Apres avoir démontré leurs apports dans le processus de création de valeur aux cotés de leurs clients (entreprises, Etats, investisseurs, banques et établissements financiers, bailleurs de fonds etc), et souligné à grands traits leur rôle dans la mise en œuvre des reformes initiées dans les espaces UEMOA et OHADA visant à améliorer le climat des affaires et la gouvernance des finances publiques, les experts comptables ont planché sur une préoccupation partagée des Etats et de l’ensemble des acteurs du développement : la migration du secteur informel vers le secteur formel.

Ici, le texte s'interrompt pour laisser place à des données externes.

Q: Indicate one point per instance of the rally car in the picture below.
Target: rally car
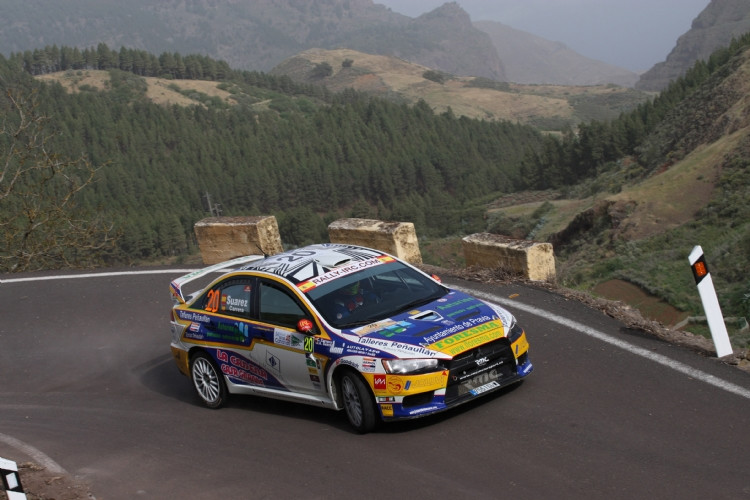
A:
(342, 327)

Comme l’a rappelé la Présidente de l’ONECCA Madame Marie BA dans son allocution de bienvenue, le dernier Recensement Général des Entreprises (RGE) au Sénégal effectué par l’ANSD en fin 2016 a révélé que « 97% du tissu des PME sénégalaises opèrent dans l’informel » ; ce qui à ses yeux, constitue « une grande équation posée aux politiques de transformation structurelle de nos économies et d’amélioration de la compétitivité des entreprises locales. ». A en croire la Présidente de l’ONECCA, l’instauration du Visa de l’expert-comptable sur les états financiers des entreprises préalablement à leurs dépôts auprès des Administrations fiscales dans l’espace UEMOA, est une première porte d’entrée de la profession comptable dans les PME du Secteur informel. C’est une opportunité pour les experts-comptables de s’attaquer aux PME du secteur informel ; pas seulement pour des missions comptables mais beaucoup plus pour les accompagner à améliorer leur gestion et leur gouvernance et d’en faire de futurs champions.

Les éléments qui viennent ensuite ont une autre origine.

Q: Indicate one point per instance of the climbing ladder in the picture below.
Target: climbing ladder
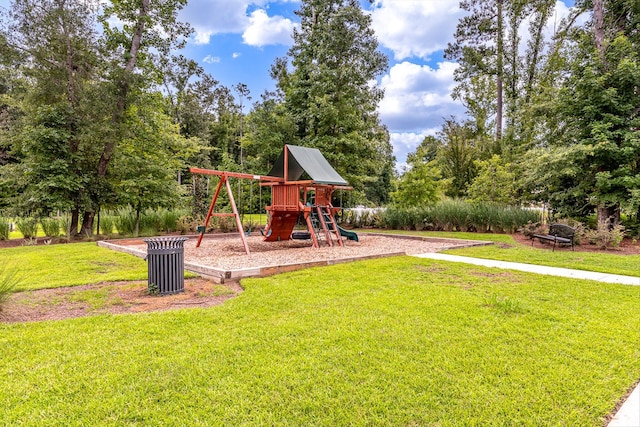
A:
(324, 223)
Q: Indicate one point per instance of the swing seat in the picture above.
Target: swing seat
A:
(301, 235)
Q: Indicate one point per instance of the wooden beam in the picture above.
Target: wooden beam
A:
(236, 175)
(238, 222)
(211, 206)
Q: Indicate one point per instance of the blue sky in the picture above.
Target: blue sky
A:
(236, 41)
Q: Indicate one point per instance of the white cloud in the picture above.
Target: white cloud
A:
(210, 17)
(266, 30)
(211, 59)
(418, 96)
(406, 142)
(415, 27)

Le premier ministre de la république du Sénégal, monsieur Mahammad Boune Abdalah Dionne venu présider la rencontre, n’y est pas allé par quatre chemins pour inviter les experts-comptables à venir à la rescousse des Etats pour formaliser ce maillon important des économies africaines : « Vous pouvez, et vous devez le faire ». Il est allé même plus loin en leur indiquant par où commencer. «Je voudrais saisir cette occasion pour faire un appel à votre profession. Nous disposons, à travers l’OHADA, un puissant instrument pour faciliter la transition entre le secteur informel et le secteur structuré à savoir le statut de l’entreprenant. Je pense que vous pouvez davantage le promouvoir et le vulgariser. Vous créerez ainsi davantage de valeurs dans l’économie nationale» a-t-il lancé aux experts comptables.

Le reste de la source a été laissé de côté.